English author and composer

Jasper Kent (born 1968) is an English author and composer. As a composer his work is generally in the field of musical theatre and his novel series include the Danilov Quintet and the Charlie Woolf Mysteries.

== Biography ==
Born in Worcestershire, England, Jasper was educated at King Edward's School, Birmingham and read Natural Sciences (specializing in theoretical physics) at Trinity Hall, Cambridge. After graduating he worked as a software developer and consultant focusing on object-oriented languages such as C++ and C# and template metaprogramming. Notable clients have included Citigroup, Deloitte and Touche, BP, Hughes Aircraft and the UNICC. Jasper also provides training courses for Learning Tree International.

Kent has worked for almost twenty years in musical theatre as a singer, instrumentalist, musical director and composer. He has performed backing vocals for various artistes including Hinge and Bracket, Stig Rossen and Russell Watson and in the role of musical director has conducted, amongst others, Lucy Montgomery and Daniel Boys.

His four complete musicals are Writer's Cramp and Malvolio's Revenge (both written with Robert Renton) and The Promised Land and Remember!
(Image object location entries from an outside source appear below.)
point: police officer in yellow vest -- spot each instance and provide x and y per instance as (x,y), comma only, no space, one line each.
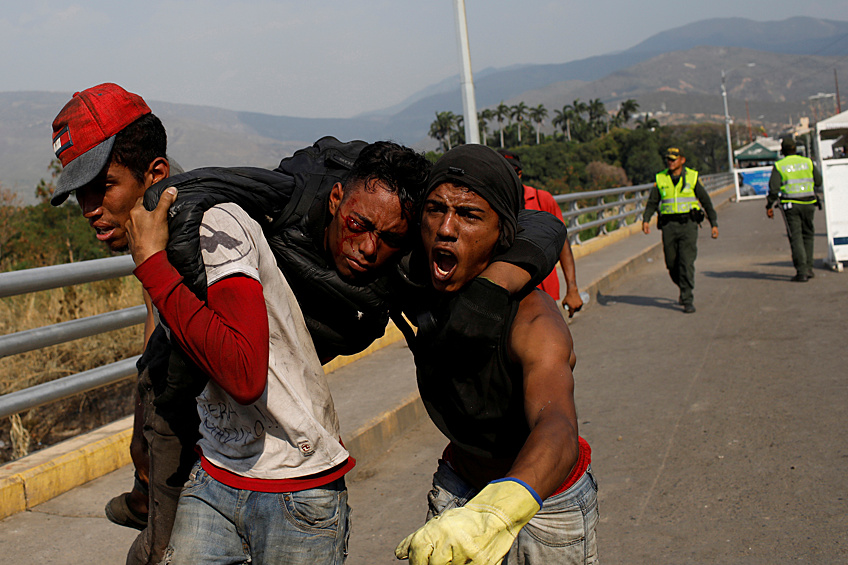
(794,180)
(682,202)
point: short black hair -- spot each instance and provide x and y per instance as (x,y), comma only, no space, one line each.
(138,144)
(403,170)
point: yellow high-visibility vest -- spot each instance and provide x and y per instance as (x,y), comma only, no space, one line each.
(680,198)
(798,184)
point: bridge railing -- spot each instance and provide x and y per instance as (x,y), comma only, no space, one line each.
(583,211)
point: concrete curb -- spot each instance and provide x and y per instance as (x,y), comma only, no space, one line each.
(37,478)
(50,472)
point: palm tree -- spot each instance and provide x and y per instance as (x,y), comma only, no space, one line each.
(578,108)
(483,118)
(538,115)
(518,113)
(562,119)
(625,111)
(459,129)
(597,113)
(501,113)
(647,122)
(441,128)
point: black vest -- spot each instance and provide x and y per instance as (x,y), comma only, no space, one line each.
(292,210)
(471,389)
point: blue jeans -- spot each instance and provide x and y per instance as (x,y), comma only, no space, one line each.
(563,531)
(220,525)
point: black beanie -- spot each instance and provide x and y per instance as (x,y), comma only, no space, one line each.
(487,173)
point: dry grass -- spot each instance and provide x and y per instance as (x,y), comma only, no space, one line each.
(50,424)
Remember! (with Robert Piatt and Robert Starr). The Promised Land was commissioned for and performed as part of the Jerusalem 3000 celebrations in 1996. Remember! Remember!, a musical dramatization of the events of the Gunpowder Plot of 1605, has been produced as a studio CD recording and was premiered in Lewes, Sussex, England in October 2008.

Jasper lives in the coastal Sussex town of Brighton.

== Novels ==

Jasper is best known as the author of Twelve, a supernatural historical thriller set during Napoleon’s invasion of Russia in 1812. The website Fantasy Book Review has ranked Twelve in sixth place in its list of all-time greatest historical fantasy novels. It has been translated into French, Polish, Italian and Turkish.
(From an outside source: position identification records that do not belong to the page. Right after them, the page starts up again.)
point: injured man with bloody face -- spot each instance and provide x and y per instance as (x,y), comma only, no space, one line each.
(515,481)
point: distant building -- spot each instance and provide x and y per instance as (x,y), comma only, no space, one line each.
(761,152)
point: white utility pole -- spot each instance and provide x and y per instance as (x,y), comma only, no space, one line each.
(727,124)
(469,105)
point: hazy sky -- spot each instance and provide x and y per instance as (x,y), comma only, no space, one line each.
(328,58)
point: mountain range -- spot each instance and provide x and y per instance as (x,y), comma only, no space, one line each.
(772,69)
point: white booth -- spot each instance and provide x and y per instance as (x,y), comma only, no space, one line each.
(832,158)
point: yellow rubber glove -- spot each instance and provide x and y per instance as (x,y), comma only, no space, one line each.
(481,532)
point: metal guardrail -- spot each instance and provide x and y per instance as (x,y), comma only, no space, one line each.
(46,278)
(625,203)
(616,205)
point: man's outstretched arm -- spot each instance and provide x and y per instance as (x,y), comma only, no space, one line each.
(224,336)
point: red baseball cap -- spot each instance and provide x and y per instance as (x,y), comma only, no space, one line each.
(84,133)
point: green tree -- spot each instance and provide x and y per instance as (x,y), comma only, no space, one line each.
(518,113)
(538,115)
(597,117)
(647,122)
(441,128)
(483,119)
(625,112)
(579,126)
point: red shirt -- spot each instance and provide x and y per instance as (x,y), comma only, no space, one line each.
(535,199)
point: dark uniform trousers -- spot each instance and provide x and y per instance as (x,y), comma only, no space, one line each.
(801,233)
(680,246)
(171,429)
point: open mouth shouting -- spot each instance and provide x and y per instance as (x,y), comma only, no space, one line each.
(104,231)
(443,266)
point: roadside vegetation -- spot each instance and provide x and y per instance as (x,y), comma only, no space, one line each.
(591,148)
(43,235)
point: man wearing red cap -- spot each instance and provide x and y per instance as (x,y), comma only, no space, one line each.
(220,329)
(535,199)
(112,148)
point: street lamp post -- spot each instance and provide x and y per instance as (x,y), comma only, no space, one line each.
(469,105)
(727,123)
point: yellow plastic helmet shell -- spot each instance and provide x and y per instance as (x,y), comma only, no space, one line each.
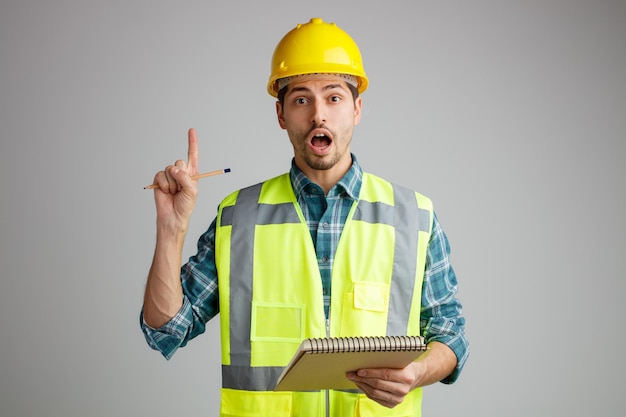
(316,47)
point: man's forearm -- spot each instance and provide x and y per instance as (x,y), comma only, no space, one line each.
(163,297)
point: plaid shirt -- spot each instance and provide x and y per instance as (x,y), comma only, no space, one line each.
(441,318)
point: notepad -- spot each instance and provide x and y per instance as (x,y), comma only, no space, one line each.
(322,363)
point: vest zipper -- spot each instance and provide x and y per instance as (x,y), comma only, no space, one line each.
(328,391)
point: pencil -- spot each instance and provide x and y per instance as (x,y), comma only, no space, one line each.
(194,177)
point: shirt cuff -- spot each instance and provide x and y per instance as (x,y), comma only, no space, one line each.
(169,337)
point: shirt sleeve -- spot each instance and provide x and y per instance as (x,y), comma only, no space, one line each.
(200,300)
(441,312)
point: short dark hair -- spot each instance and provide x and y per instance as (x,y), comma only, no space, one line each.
(283,91)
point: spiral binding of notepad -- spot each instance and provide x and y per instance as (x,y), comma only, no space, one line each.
(371,343)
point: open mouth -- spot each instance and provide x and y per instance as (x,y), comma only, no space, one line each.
(320,141)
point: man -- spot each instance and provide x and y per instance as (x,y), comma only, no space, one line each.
(324,250)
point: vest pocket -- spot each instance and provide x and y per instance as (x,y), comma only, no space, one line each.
(369,408)
(237,403)
(365,309)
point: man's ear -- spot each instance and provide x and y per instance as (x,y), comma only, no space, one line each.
(280,115)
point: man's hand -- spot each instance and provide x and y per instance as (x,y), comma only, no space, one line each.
(176,194)
(388,387)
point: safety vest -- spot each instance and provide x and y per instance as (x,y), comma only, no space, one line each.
(270,291)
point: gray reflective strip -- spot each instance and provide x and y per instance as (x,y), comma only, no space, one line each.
(241,252)
(374,212)
(261,378)
(277,214)
(408,215)
(244,216)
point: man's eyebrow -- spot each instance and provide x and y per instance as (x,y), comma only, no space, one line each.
(325,88)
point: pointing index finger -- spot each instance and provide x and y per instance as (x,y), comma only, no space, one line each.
(192,152)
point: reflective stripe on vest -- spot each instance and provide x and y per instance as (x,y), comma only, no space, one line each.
(247,213)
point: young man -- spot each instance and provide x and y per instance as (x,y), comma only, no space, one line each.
(324,250)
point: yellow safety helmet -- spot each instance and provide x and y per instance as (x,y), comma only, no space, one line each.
(313,48)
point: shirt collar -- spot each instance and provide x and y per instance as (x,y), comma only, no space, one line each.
(349,184)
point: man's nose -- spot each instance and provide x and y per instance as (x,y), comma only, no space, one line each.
(319,113)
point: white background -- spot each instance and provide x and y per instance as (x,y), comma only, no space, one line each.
(510,115)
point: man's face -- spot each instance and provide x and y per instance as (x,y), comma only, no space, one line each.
(319,114)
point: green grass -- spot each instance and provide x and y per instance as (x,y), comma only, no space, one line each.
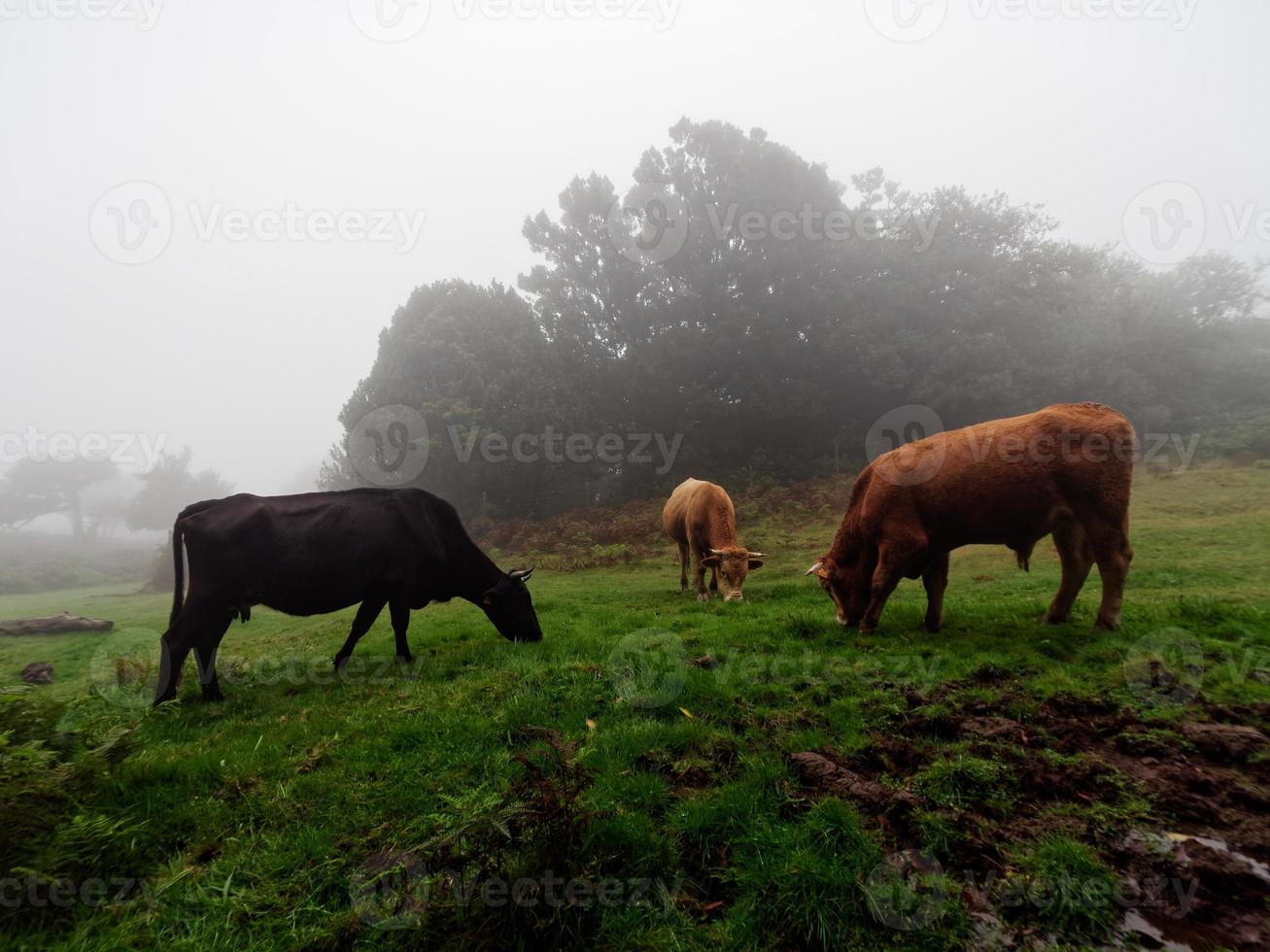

Twelve is the first novel in the Danilov Quintet, which spans Russian history from the French invasion of 1812 to the Russian Revolution of 1917. The second instalment, Thirteen Years Later, culminating in the Decembrist Uprising of 1825, was released in the UK in 2010, the third, The Third Section, in 2011 and the fourth, The People's Will, in 2013. The last book of the series, The Last Rite, was published in 2014.
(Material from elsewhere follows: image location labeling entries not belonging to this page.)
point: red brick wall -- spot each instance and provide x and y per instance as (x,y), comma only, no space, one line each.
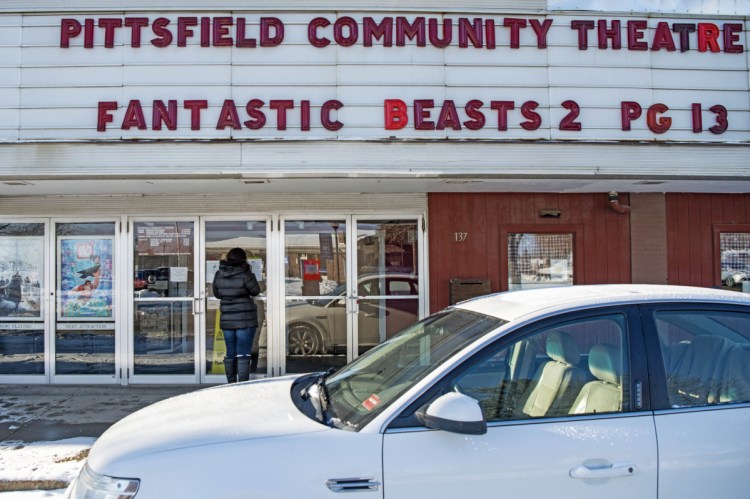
(648,234)
(692,222)
(602,246)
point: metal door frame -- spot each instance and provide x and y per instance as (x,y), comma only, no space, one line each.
(129,376)
(206,378)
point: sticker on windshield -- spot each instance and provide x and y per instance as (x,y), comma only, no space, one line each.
(371,402)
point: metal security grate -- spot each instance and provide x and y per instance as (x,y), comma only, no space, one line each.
(537,260)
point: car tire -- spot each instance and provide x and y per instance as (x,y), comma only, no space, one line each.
(304,340)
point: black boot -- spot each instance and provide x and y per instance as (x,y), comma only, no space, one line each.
(243,368)
(230,367)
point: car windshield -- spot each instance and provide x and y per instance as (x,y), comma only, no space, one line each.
(364,388)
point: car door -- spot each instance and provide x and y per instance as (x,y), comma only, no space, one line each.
(700,358)
(547,433)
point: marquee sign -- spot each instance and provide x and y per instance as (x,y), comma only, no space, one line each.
(414,77)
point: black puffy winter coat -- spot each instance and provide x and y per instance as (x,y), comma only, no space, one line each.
(235,285)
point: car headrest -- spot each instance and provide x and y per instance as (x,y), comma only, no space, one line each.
(605,363)
(562,348)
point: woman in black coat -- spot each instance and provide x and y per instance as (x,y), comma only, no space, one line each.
(235,285)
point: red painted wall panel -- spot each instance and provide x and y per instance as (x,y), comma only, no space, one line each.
(602,245)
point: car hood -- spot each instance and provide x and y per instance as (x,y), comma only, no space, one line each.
(242,411)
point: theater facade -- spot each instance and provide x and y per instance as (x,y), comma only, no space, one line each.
(378,161)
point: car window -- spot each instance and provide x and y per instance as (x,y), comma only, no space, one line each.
(706,356)
(576,367)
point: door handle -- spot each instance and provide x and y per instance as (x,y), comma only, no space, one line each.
(614,470)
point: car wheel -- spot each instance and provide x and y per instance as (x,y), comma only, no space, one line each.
(304,340)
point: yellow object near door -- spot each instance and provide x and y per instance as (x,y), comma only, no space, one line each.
(220,348)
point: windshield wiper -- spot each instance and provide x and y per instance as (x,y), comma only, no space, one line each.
(320,396)
(323,389)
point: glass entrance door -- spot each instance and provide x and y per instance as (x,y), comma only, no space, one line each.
(165,302)
(386,273)
(349,284)
(86,308)
(317,308)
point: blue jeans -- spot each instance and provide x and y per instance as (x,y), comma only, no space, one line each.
(239,342)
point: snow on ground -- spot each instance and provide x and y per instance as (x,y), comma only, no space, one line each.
(59,460)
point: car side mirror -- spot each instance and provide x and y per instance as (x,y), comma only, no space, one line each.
(456,413)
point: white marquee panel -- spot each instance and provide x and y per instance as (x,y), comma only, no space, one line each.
(361,78)
(176,75)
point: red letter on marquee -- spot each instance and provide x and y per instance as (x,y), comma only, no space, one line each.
(629,111)
(396,116)
(708,36)
(134,116)
(325,115)
(103,115)
(69,28)
(228,116)
(658,124)
(195,107)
Late Whitsun is the first Charlie Woolf Mystery, set in Brighton, England in 1938. It was published in 2016 and blends aspects of both murder mystery and espionage. Two further stories in the series have working titles of The Stalactite Man and To Muddy Death (a reference to the death of Ophelia in Hamlet).

Additionally, Jasper has written two as yet unpublished novels, Yours Etc., Mr Sunday, a murder mystery set in Brighton, and Sifr, a contemporary thriller encompassing cryptography and the discoveries of Roger Bacon.

== Published works ==

Books

The Danilov Quintet
- "Twelve" (2009)
- "Thirteen Years Later" (2010)
- "The Third Section" (2011)
- "The People's Will" (2013)
- "The Last Rite" (2014)

Charlie Woolf
- Kent, Jasper (2016). "Late Whitsun"

Albums
- (2005) Remember! Remember! 2 Bob Productions.